Always keep in mind that a company’s sole purpose is to generate profits and convert these profits into actual cash received. Therefore, a company with huge inventories, by itself, is meaningless. It is in the ability of the company to sell these inventories to its’ customers and convert them to actual CASH that is the crucial to the stability and profitability of a company. The Inventory Turn ratio is a key performance indicator of the company's ability to do so. The components of the Inventory Turn ratio are:
Cost of Goods Sold (COGS)
Cost of goods sold comprises of all direct costs attributable to the production of the goods sold by a company.
Inventories usually consists of raw and packaging materials, work-in-progress, finished goods and spare parts.
Significance of the Inventory Turn ratio
The Inventory Turn ratio allows us to analyze how long it takes for the company to convert its’ inventories into sales to its' customers. This inventory turnover will vary widely based on the industry the company is in. A company selling large, highly customized machineries will have a longer inventory turn compared to one in the Fast Moving Consumer Goods (FMCG) industry.
It is more significant to compare a company’s inventory turn ratio over a period of time or compare the inventory turn of a company with other companies in a similar industry. A short inventory turn (e.g. less that 60 days) is a favorable indicator, as it means the company is holding just sufficient stocks to meet customer demands and less cash is tied up in inventories.

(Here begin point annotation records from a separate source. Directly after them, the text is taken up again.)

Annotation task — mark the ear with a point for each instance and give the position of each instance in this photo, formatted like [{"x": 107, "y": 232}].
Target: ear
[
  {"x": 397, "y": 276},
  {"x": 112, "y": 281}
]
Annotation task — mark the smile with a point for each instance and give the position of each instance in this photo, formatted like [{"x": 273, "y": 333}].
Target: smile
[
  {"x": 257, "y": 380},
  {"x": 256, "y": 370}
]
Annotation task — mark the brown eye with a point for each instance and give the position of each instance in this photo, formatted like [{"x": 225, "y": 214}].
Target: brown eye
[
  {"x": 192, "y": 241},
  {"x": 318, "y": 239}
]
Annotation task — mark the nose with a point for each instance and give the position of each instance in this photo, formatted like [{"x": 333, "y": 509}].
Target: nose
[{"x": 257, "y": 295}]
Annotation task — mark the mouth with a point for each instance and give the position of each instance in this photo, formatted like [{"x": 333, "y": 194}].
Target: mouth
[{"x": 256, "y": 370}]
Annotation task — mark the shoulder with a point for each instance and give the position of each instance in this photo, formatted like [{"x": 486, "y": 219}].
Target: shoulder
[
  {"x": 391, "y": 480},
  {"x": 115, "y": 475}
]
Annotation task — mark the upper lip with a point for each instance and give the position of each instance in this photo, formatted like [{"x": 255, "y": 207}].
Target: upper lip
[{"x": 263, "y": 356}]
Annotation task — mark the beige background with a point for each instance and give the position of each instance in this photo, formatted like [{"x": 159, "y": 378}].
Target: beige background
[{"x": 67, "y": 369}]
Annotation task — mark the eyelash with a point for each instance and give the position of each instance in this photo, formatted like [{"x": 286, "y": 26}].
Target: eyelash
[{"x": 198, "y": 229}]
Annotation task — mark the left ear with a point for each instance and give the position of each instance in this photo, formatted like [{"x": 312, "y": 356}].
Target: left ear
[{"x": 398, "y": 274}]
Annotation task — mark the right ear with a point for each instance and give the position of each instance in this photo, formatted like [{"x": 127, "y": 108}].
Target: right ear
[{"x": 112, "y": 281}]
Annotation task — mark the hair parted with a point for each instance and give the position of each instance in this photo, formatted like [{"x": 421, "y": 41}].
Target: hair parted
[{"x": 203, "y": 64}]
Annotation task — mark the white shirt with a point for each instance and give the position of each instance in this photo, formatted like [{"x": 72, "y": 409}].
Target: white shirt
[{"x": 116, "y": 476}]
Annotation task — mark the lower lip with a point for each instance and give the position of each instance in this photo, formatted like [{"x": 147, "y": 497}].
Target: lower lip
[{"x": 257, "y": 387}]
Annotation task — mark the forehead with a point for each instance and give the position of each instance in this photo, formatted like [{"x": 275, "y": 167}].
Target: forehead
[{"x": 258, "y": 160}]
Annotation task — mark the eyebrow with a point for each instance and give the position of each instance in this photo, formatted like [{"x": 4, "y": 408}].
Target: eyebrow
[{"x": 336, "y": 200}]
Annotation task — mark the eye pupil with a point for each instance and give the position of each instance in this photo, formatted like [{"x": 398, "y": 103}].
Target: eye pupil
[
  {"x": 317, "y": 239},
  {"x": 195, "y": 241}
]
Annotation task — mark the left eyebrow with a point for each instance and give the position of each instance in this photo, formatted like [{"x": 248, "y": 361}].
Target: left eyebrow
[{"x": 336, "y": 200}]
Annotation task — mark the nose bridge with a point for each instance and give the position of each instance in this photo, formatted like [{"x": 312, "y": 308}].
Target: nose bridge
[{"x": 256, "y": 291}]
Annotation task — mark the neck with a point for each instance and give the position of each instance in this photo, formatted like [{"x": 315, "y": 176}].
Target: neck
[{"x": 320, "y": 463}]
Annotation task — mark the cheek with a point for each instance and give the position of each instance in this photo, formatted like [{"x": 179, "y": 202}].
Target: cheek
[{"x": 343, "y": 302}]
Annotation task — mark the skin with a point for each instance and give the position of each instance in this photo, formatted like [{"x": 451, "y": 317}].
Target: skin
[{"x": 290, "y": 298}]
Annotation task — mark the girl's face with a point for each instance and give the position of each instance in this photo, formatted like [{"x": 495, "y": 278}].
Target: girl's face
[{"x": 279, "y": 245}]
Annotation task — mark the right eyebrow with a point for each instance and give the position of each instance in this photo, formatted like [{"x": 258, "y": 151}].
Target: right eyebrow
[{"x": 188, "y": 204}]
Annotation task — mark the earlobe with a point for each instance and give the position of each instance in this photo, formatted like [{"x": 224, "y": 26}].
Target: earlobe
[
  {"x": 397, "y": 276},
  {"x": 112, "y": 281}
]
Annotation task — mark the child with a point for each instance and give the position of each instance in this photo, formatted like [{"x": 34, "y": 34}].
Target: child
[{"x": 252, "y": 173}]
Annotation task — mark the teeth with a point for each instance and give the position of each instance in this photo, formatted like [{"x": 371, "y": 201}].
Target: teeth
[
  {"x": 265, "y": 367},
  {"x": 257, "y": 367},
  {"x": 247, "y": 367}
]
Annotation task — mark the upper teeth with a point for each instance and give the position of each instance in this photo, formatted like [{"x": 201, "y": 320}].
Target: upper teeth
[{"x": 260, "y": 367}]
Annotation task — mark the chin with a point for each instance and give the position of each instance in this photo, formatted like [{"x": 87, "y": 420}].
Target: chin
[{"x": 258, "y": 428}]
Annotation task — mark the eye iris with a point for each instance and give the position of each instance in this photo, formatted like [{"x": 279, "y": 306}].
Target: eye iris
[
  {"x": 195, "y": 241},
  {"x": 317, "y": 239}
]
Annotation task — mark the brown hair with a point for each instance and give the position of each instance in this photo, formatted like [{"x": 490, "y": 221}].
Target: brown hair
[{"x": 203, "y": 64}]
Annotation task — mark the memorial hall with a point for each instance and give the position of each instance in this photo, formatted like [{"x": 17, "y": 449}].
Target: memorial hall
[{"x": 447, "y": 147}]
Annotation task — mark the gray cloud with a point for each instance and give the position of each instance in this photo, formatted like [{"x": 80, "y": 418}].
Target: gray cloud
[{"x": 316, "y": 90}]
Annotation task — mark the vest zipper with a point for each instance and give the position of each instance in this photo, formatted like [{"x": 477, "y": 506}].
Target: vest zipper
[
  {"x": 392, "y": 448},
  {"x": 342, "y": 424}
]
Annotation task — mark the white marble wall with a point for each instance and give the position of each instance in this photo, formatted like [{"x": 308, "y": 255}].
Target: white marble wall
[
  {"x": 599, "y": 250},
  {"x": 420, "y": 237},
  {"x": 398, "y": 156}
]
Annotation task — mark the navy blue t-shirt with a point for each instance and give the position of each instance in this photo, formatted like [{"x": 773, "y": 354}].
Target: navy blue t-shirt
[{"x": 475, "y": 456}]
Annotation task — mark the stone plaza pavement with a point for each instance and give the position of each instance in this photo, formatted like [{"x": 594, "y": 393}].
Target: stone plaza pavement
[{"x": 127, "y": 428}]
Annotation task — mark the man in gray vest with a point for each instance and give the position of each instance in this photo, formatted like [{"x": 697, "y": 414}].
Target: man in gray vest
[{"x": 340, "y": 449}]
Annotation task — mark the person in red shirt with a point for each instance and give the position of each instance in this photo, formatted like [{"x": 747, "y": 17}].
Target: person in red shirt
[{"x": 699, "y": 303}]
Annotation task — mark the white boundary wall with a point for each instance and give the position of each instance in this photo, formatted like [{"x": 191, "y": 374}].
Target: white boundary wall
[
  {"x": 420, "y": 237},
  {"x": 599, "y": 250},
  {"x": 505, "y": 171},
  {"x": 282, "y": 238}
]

On the other hand, if a company’s inventory turn ratio has increased dramatically over time (e.g. to 120 days currently, from 60 days in prior years), this means the company may be facing problems. A high ratio may indicate that its’ inventories are non-saleable or is facing an overstocking situation. This leads to increase in insurance costs, warehousing costs to house the inventories and possibility of obsolete and damaged stocks. The company may face liquidity issues as too much of its’ operating cash are now tied up in the increasing pile of inventories in its’ warehouses.
Nestlé’s inventory turn ratio indicates a significant deterioration of over 26.8% as compared to last year. Its current inventory turn is now 71 days as compared to 56 days in 2006. This indicates that Nestlé’ is unable to convert its’ inventories to sales as efficiently as in prior years.
Revenues have only increased by 4.29%, yet inventories have increased significantly by 35%. This disproportionate increase in inventories as compared to revenue is highlighted by the deterioration in the inventory turn ratio. A substantial amount of Nestlé’s cash is tied up in its inventories, reducing its operating cash inflow for the year. Management must review this situation closely to ensure that the inventory is managed to prevent an overstock situation.
A high inventory turn ratio (especially compared to previous years or companies’ in a similar industry) is undesirable. This means that the company is unable to convert its’ stocks into sales to customers as efficiently as before. Consequently, additional insurance, warehousing and financing costs are incurred to maintain the higher level of inventories. Pay a close watch to the inventory turn ratio as it is a good key performance indicator of the Supply Chain Management function of a company.